In 1919, Philosopher Professor William Romaine Newbold at the University of Pennsylvania received a copy of the three pages of texts. The last page has only two and a half lines, but it is very special because the part is written in the ' Voynich alphabet', the same part as the Latin alphabet. Capital did not have much experience in decoding so Newbold thought that he got the key and plunged into an exhausting intellectual adventure. The professor also believes that the text of Bacon and the priest has included many coding methods. So he created an extremely complex decoding system and after a year of hard work, Newbold telephoned Voynich to announce the result: the right writer was Roger Bacon and the text made a way. network in the history of science. According to Newbold, Bacon built the first telescope - which was ahead of Galilée and Newton for centuries - and observed the Andromède galaxy. Moreover, Bacon has also built a microscope.

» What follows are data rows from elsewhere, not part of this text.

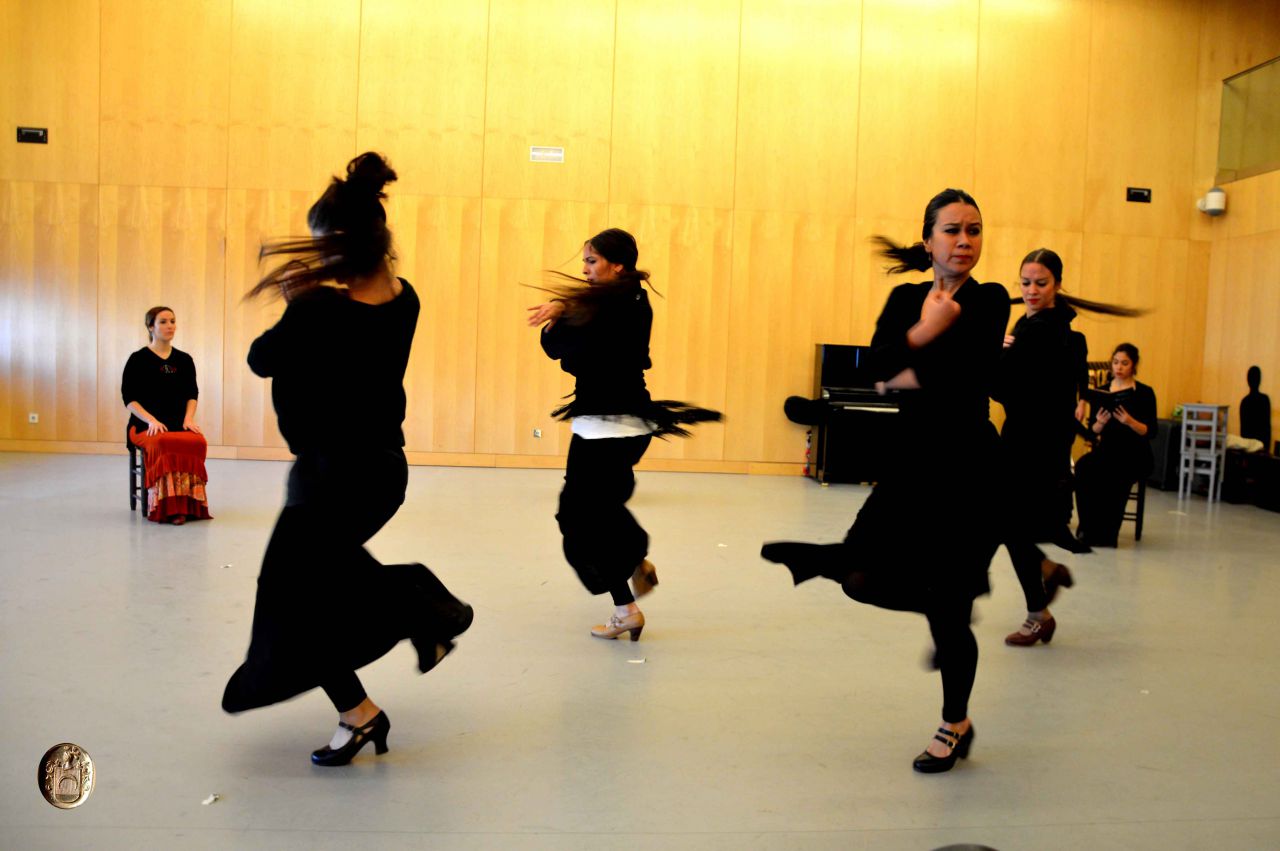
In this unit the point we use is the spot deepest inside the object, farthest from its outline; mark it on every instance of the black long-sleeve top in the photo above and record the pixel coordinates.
(1120, 443)
(607, 355)
(956, 369)
(1038, 379)
(161, 385)
(338, 367)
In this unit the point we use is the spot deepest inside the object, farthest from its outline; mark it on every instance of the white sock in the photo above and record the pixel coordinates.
(341, 737)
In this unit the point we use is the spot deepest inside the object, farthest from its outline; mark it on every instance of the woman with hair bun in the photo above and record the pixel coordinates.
(337, 358)
(598, 328)
(161, 394)
(1123, 426)
(926, 535)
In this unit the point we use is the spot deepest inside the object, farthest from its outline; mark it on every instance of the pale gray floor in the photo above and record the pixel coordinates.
(762, 717)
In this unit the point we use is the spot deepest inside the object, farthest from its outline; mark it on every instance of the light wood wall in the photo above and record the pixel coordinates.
(753, 146)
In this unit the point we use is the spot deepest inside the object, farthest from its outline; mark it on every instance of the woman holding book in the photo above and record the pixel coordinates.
(1123, 426)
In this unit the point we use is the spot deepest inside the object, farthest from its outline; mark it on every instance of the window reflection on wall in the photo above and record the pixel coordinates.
(1249, 132)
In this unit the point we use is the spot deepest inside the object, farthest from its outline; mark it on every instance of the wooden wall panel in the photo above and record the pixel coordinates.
(915, 119)
(160, 246)
(423, 92)
(517, 385)
(165, 79)
(1138, 103)
(49, 72)
(1032, 111)
(794, 155)
(48, 324)
(675, 103)
(438, 242)
(549, 83)
(688, 251)
(791, 291)
(293, 92)
(1159, 274)
(1240, 320)
(252, 216)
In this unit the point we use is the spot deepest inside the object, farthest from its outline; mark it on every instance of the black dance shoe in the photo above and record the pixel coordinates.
(432, 649)
(1070, 543)
(929, 764)
(446, 618)
(374, 731)
(804, 561)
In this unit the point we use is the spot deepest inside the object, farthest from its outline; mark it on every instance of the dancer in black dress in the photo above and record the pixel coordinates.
(1043, 374)
(325, 607)
(924, 539)
(599, 333)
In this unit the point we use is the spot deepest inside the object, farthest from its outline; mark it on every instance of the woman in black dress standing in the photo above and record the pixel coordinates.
(1042, 376)
(599, 333)
(1121, 453)
(926, 536)
(337, 358)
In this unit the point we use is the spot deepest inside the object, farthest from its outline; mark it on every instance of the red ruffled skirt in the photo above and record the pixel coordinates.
(174, 474)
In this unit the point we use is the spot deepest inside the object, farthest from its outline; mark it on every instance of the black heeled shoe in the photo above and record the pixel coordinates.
(804, 561)
(929, 764)
(375, 731)
(433, 649)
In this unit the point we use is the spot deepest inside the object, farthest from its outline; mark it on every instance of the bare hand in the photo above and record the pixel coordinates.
(1104, 419)
(940, 310)
(545, 312)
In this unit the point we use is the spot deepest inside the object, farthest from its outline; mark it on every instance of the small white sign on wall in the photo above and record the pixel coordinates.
(539, 154)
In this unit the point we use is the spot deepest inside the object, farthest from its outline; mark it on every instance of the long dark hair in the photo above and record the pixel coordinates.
(350, 236)
(917, 257)
(1048, 259)
(581, 297)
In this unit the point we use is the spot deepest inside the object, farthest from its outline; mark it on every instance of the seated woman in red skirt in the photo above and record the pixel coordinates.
(159, 389)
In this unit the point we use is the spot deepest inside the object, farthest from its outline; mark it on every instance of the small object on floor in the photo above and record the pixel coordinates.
(929, 764)
(1032, 631)
(632, 623)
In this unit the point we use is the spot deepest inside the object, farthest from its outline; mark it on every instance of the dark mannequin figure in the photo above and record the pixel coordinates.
(1256, 411)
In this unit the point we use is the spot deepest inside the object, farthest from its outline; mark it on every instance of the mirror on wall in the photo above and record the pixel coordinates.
(1249, 131)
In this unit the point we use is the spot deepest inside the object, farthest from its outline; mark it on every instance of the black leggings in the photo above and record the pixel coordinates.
(956, 655)
(603, 543)
(955, 648)
(344, 690)
(1028, 561)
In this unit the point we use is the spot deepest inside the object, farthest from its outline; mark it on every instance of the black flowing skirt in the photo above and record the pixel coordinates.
(324, 604)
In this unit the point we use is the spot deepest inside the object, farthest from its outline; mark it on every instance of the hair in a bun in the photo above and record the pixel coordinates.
(348, 233)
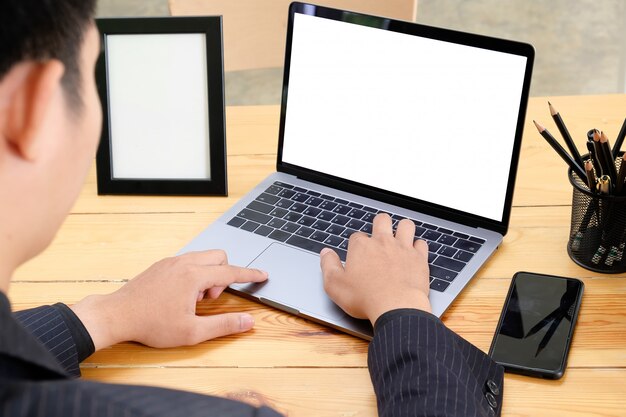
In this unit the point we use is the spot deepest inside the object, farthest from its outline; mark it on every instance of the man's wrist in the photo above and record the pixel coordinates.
(418, 301)
(98, 315)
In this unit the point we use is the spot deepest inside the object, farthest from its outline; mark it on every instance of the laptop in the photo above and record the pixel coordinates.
(380, 115)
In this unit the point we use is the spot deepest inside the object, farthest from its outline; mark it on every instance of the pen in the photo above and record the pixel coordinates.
(608, 155)
(620, 139)
(621, 176)
(591, 177)
(592, 154)
(600, 153)
(562, 153)
(565, 133)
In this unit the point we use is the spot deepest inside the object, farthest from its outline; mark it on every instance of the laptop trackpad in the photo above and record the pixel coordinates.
(295, 281)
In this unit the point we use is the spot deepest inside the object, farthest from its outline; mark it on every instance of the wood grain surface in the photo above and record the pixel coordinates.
(305, 369)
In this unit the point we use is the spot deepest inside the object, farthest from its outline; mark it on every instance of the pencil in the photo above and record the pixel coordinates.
(565, 133)
(621, 176)
(620, 139)
(591, 177)
(562, 152)
(610, 161)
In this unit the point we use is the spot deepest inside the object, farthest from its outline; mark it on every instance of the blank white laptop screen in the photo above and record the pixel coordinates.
(423, 118)
(158, 100)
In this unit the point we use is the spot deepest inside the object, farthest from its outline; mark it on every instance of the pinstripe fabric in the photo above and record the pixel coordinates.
(420, 368)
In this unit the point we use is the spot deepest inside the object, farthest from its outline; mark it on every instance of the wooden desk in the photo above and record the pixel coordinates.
(304, 369)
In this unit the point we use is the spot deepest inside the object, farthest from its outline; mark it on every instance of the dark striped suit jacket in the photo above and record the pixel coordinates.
(418, 368)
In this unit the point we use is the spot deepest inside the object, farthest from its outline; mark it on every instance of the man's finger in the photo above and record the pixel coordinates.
(211, 327)
(224, 275)
(382, 225)
(406, 231)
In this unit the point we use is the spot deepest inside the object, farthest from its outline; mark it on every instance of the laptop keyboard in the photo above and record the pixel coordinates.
(310, 220)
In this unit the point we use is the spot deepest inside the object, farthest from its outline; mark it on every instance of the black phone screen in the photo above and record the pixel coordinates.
(537, 323)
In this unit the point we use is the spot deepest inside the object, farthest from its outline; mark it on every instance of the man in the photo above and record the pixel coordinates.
(49, 127)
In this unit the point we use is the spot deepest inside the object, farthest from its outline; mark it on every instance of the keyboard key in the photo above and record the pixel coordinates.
(287, 193)
(449, 263)
(278, 212)
(255, 216)
(312, 211)
(355, 224)
(442, 273)
(263, 230)
(250, 226)
(467, 245)
(300, 197)
(461, 255)
(314, 201)
(334, 241)
(356, 213)
(335, 229)
(419, 231)
(328, 205)
(293, 217)
(320, 225)
(319, 236)
(326, 215)
(279, 235)
(431, 235)
(369, 217)
(447, 251)
(236, 221)
(298, 207)
(276, 223)
(439, 285)
(347, 233)
(268, 198)
(341, 220)
(304, 231)
(261, 207)
(290, 227)
(313, 246)
(273, 190)
(284, 203)
(447, 240)
(340, 209)
(306, 221)
(433, 246)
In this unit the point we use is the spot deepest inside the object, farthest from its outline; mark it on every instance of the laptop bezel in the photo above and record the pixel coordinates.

The text also shows genital studies, because many mysterious illustrations are nothing more than pictures of ovaries, sperm and internal structures of the testicles . Excited because of The extraordinary result, Voynich estimated the value of the ancient text about $ 160,000. But Newbold died in 1926 and Voynich in 1930, the two still believed in the theory that the author was Bacon.

Picture 2 of Mysterious ancient book

Page written about sexual organs (Photo: Sulinet.hu)

In 1931, Professor John Manly at the University of Chicago demonstrated that Newbold's technique completely depends on subjective reasoning, so people can get the results that people want. More specifically, Newbold read in the text of Voynich what he wanted to see.

Over the years, many other amateur decoders also tried their luck. In 1945, Leonell Strong commented that the author was an XVI century Englishman, Anthony Ascham, and he described a birth, and offered a contraceptive method from plants . In 1978, John Stojko asserted that the text was a copy of many ancient Ukrainian letters about a civil war or conflict in Ukraine. By 1987, Leo Levitov argued that the text described a Cathare's ritual.

Since the past few decades, the Bacon hypothesis has been rejected because the form and illustration show that the text was written between 1450 and 1600, long after the British priest died. So who is the author? The mystery, the question still has no answer.

After Wilfrid Voynich died, his wife Ethel inherited the old text but still did not sell at the price her husband wanted. For 30 years, that text lay dormant in a bank safe. When Ethel died in 1960, Wilfrid's secretary sold the text to a New York dealer, Hans Kraus, for $ 24,500. He could not find a buyer, so in 1969 he gave the text to Yale University library.

Currently, it is still stored there with the symbol MS 408, the world's most mysterious Voynich manuscript.